Lengan ayun belakang dibengkokkan supaya camber tetap nol

CAMBER NOL

Bisa dikatakan evolusi karena kronologi ubahan kaki-kaki Cressida hitam ini cukup panjang. Diawali dengan melakukan setting kaki-kaki superkaku untuk menjaga bodi tetap lurus. Wajar, karena sedan ini sohor dengan kenyamanannya. Namanya saja sedan mewah, suspensi lembut menjadi karakter terkuatnya.

Maka, ubahan awal kaki-kaki adalah menjadikan suspensi jadi sangat keras. Konstruksi MacPherson di depan ditukar dengan coilover shock custom dengan per yang cukup kaku. Pun demikian dengan suspensi belakang. Posisi dudukan per asli ditinggalkan dan diganti dengan coilover shock custom juga dengan merombak sasis di lengkungan sepatbor.

Hasilnya, jarak main suspensi jadi terlalu sempit. Saat dicoba pada event drifting tahun silam, cukup membuat mobil ini membal setiap kena trek bergelombang. "Seperti kena stopper," ujar Soni, drifter berkacamata minus ini.

Terlebih dengan setting roda dengan camber minus, mobil jadi terlalu liar.

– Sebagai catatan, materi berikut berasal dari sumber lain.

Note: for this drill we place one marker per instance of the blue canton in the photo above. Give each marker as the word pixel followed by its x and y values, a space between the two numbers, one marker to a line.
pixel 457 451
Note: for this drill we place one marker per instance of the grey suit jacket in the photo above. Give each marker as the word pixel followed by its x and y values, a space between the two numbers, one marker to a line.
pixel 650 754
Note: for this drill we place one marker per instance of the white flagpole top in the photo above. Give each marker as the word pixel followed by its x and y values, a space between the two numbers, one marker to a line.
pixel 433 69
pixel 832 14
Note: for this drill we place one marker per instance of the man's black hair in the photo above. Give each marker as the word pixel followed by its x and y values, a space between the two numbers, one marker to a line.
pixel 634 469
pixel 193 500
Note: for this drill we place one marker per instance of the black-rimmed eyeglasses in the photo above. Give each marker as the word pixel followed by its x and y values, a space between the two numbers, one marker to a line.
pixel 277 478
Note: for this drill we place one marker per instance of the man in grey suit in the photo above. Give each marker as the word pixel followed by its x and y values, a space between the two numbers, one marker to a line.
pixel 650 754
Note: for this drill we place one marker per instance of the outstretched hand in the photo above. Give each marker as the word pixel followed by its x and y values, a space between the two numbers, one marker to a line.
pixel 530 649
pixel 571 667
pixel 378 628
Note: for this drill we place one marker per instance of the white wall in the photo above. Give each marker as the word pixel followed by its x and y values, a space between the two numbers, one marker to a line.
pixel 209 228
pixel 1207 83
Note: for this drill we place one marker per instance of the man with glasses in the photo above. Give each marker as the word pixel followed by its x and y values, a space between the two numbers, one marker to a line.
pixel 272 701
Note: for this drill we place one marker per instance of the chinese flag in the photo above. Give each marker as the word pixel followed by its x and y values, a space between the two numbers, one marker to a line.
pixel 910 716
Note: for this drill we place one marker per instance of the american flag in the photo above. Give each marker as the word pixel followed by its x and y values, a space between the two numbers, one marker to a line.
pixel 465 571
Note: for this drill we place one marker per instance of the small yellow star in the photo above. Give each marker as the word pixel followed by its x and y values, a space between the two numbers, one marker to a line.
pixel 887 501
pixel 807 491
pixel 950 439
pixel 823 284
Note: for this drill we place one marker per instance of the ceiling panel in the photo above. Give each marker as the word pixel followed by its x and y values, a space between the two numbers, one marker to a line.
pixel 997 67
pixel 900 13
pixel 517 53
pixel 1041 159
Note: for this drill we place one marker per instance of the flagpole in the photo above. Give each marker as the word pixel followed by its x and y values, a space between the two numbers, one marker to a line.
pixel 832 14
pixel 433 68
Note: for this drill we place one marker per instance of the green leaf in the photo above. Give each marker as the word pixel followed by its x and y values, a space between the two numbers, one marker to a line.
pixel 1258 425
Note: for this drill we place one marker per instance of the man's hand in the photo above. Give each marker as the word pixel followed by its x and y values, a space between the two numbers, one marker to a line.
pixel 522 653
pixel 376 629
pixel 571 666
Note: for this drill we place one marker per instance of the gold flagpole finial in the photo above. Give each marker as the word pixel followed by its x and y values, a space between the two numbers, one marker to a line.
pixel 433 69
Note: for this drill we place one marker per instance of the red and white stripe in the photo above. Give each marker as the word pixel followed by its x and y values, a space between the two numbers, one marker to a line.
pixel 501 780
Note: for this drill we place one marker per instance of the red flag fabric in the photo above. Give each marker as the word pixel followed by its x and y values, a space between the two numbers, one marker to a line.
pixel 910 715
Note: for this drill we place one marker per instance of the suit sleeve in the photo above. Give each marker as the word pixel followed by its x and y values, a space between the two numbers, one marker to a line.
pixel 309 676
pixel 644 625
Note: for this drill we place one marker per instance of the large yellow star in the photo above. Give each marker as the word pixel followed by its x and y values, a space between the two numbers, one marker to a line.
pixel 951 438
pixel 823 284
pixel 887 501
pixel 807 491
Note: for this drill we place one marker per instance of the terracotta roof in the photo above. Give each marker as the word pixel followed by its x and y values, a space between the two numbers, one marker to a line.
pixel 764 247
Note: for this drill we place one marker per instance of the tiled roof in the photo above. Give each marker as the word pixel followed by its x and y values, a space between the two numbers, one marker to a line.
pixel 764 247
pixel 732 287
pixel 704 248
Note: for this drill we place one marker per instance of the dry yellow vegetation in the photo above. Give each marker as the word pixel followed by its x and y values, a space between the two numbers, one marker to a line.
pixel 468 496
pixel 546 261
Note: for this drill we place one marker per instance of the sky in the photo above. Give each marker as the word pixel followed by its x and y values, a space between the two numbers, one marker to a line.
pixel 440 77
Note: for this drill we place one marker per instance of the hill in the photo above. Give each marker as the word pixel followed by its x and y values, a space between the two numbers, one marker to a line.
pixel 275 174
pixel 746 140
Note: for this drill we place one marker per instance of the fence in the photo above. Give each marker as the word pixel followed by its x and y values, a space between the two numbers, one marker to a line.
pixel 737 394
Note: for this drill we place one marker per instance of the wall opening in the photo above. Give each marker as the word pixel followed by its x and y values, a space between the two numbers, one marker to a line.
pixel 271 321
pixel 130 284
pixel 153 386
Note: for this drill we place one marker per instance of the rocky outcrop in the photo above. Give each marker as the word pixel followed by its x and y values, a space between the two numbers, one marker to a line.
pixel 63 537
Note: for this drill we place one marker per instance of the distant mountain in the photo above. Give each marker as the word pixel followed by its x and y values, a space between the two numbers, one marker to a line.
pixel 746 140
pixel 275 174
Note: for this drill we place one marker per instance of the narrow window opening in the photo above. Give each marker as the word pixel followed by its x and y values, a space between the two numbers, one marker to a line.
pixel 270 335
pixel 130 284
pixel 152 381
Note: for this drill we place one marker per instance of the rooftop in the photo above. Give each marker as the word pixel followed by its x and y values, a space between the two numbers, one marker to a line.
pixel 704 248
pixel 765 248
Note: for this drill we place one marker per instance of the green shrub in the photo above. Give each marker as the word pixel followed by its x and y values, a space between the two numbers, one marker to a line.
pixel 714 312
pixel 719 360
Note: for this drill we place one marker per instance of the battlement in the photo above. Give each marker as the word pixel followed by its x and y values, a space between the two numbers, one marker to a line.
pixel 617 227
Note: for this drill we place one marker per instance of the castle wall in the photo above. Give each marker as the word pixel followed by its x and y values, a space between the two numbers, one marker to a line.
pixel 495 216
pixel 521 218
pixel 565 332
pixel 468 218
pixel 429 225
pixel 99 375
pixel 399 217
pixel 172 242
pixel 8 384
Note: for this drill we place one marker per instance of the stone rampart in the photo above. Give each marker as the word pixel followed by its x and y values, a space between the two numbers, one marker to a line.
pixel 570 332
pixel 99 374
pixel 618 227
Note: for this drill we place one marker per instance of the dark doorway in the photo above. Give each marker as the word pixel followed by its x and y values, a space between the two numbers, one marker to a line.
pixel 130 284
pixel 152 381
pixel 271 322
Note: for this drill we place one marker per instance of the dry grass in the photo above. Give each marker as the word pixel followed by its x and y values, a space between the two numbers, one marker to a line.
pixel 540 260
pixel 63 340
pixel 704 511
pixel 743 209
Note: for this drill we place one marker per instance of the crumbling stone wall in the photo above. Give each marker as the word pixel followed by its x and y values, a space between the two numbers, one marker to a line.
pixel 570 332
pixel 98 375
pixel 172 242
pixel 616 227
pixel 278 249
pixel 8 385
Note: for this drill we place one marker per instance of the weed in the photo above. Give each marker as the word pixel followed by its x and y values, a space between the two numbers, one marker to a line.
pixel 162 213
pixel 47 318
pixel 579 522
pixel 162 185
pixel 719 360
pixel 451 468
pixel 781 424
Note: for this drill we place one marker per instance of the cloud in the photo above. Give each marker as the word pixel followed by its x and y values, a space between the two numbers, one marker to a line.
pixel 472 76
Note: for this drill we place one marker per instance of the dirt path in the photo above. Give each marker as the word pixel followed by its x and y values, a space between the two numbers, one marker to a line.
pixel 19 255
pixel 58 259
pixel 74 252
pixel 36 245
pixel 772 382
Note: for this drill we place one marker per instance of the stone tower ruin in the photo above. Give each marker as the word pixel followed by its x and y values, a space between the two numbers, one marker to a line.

Soalnya, karakter pengendalian jadi oversteer. "Padahal sebenarya, setting mobil drifting itu understeer," imbuhnya. Intinya, jika setir mobil dilepas ketika ngedrift, maka larinya kembali lurus.


Tangki aluminium custom berkapasitas 35 liter

Pasang mesin 1JZ-GTE, ruang masih lega

Kebalikan dari analogi mobil drift harus lebih mudah oversteer. Karena kalau mudah oversteer, ketika sudah terjadi drift akan sulit mempertahankannya. Terlalu banyak tenaga, mobil jadi gampang spin out. Jadi, drift initiation benar-benar bergantung pada tarikan rem tangan dan mempertahankan sudut drift dilakukan dengan sliding roda dari tenaga mesin yang besar.

Spontan, setting diubah. Masalah utamanya, mendapatkan camber nol buat suspensi belakang. Suspensi belakang Cressida pakai lengan ayun berbentuk seperti huruf A dengan dua bushing di depan.

Kalau suspensi naik, camber roda cenderung negatif. Hal ini kurang sip ketika mobil ngedrift karena traksi roda tidak maksimal. "Lengan ayun diubah, ditekuk ke bawah sedikit supaya roda tetap lurus ketika suspensi naik," buka Aip Sunarto alias Badung, mekanik bengkel OSS di Kebon Jeruk, Jakbar.

Lantas dudukan buat per belakang Avanza di lengan ayun kembali difungsikan dengan ditambah setelan ketinggian custom. Sokbreker pakai Bilstein buat Kijang dan ditanam pada dudukan yang sudah diubah. Lantas memaksimalkan traksi, trek roda ditambah dengan ganjal adaptor 3 cm.

Suspensi depan tidak banyak berubah, hanya memanjangkan lengan ayun 3,5 cm dan menambah spacer roda 2 cm buat melebarkan jarak pijak. Sedangkan coilover shock custom dari pipa berdiameter 5 cm merupakan perpaduan per Toyota Altis dan cartridge sokbreker Corona Absolut.


Rem tangan khusus, enak buat drift initiation

Setir dapat settingan superangle

Memanjangkan lengan ayun juga berefek pada kemampuan roda membelok. Untuk mendapatkan drift angle maksimum, roda harus bisa ditekuk lebih dalam. Istilah kerennya, superangle. "Sebenarnya ubahannya enggak banyak, hanya memindahkan lubang tie rod di knuckle lebih dalam 3 cm," beber Badung.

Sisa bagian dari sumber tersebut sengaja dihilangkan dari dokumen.